NC3 The Protection of Sites of National Importance For Nature Conservation Policy
Development proposals likely to affect, directly or indirectly, sites of national importance for nature conservation will be subject to special scrutiny and will not be permitted unless it can be demonstrated that the reasons for the development clearly outweigh the nature conservation or earth science value of the site and the national policy to safeguard the national network of such sites.
Where such development proposals are to be approved, the Local Planning Authority may impose planning conditions and/ or planning obligations to secure the protection and enhancement of the site’s value for nature conservation or earth science. In this respect the Local Planning Authority will need to be satisfied that:
(i) the development proposals are sited and designed in such a way as to conserve the integrity of the site;
(ii) adequate provision has been made to minimise the potential for damage or injury to any part of the site during construction and after the development proposed is occupied; and
(iii) adequate measures have been taken in order to safeguard compliance with these requirements and where appropriate to provide for the reinstatement of damaged areas.
Reasoned justification :
13.14 Policy NCO1 provides for the protection of sites which can be demonstrated to have national importance for nature conservation or earth science. These sites are designated by English Nature under the Wildlife and Countryside Act 1981 (as amended) and are subject to additional legal controls, outside the Town and Country Planning Acts, which are intended to preserve special features from damage. As planning consent can, under certain circumstances, override this protection, national planning policy guidance recognises that provision for their continued protection also needs to be incorporated within the UDP.

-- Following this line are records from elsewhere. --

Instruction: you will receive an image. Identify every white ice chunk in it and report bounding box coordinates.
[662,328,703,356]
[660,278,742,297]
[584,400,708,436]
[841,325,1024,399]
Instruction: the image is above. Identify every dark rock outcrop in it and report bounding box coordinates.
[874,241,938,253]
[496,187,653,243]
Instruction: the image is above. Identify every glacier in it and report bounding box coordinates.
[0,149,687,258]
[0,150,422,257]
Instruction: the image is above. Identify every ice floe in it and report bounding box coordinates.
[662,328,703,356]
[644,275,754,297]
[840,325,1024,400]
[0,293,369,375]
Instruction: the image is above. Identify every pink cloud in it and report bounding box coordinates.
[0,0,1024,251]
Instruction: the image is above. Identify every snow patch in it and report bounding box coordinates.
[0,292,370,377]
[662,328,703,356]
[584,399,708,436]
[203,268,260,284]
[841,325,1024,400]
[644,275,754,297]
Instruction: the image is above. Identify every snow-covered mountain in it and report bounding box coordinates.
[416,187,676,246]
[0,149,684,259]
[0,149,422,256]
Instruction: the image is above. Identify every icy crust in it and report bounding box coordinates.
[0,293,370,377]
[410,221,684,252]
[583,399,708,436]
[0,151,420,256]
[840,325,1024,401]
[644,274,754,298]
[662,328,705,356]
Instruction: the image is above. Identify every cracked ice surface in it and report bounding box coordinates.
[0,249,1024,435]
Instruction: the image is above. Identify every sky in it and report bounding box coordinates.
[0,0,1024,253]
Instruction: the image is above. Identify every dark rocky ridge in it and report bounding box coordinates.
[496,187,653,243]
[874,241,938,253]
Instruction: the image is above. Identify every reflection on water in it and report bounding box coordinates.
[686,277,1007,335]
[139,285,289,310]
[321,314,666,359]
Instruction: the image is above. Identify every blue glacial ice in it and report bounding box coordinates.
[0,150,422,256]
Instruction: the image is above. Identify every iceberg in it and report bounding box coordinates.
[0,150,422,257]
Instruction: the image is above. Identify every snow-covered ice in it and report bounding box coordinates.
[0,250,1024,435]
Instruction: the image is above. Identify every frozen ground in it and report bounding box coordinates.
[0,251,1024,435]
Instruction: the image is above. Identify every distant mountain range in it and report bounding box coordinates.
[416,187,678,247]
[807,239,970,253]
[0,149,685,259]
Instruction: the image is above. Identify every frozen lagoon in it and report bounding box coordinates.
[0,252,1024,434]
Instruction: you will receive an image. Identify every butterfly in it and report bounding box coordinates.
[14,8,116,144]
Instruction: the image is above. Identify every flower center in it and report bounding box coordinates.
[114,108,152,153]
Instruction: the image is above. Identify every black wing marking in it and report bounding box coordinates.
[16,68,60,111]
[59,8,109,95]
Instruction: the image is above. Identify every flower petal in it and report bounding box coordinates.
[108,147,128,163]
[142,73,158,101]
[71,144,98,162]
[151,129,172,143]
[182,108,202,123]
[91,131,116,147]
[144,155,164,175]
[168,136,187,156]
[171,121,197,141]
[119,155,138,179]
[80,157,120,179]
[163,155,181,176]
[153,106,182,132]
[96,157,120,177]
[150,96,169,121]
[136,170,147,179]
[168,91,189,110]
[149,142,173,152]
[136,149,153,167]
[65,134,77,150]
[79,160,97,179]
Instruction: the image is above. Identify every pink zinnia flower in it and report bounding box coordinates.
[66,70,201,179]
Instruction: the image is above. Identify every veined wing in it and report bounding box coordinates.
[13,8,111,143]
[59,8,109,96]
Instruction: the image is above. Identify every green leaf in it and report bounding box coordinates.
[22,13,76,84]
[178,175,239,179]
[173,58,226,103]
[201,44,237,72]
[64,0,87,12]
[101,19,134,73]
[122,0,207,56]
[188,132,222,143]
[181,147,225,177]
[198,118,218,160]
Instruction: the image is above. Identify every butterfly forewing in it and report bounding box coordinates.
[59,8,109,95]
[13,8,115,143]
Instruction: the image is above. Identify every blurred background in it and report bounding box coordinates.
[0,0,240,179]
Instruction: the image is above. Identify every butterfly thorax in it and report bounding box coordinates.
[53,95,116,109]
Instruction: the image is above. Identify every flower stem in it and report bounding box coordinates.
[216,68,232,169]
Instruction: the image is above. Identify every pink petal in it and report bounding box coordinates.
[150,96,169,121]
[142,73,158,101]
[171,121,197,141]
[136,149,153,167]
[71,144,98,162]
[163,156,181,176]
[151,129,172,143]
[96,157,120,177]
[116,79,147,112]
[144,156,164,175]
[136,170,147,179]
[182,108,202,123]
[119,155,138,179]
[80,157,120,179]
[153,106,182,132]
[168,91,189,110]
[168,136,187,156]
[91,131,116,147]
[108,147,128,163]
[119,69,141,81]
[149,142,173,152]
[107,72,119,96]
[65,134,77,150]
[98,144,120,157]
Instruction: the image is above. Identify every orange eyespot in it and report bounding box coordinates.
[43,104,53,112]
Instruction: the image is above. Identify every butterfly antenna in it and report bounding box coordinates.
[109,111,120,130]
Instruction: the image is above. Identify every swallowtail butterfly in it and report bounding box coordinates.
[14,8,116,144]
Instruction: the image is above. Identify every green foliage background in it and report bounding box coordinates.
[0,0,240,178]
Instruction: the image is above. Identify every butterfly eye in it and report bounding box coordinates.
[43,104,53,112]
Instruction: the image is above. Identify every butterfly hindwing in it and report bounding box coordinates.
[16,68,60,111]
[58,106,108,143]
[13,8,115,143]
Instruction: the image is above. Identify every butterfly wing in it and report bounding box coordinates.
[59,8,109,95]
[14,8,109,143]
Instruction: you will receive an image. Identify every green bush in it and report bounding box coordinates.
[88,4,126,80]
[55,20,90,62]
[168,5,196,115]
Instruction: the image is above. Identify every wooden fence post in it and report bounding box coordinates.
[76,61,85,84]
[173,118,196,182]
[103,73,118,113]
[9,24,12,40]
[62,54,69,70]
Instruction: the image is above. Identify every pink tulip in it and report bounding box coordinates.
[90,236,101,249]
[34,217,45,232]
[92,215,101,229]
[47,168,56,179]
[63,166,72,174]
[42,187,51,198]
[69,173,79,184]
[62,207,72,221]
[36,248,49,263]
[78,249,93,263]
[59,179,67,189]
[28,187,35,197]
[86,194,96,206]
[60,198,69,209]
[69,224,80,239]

13.15 Policy NC3, therefore, sets out the criteria that the Local Planning Authority will normally apply when considering proposals which may affect such sites. This specifically includes proposals which, although located outside an area designated for protection, may, owing to their nature or proximity, have direct or indirect implications for the continued preservation of the relevant feature, habitat or species. Policy NC3 does not, however, exclude the prospect of development altogether. Consistent with national planning guidance, only proposals which would cause significant and irreversible damage to features specifically designated for protection will be restricted. This will, therefore, only apply to proposals where damage would be inevitable, or where it could not be adequately prevented by measures such as planning conditions, management agreements or other legal controls.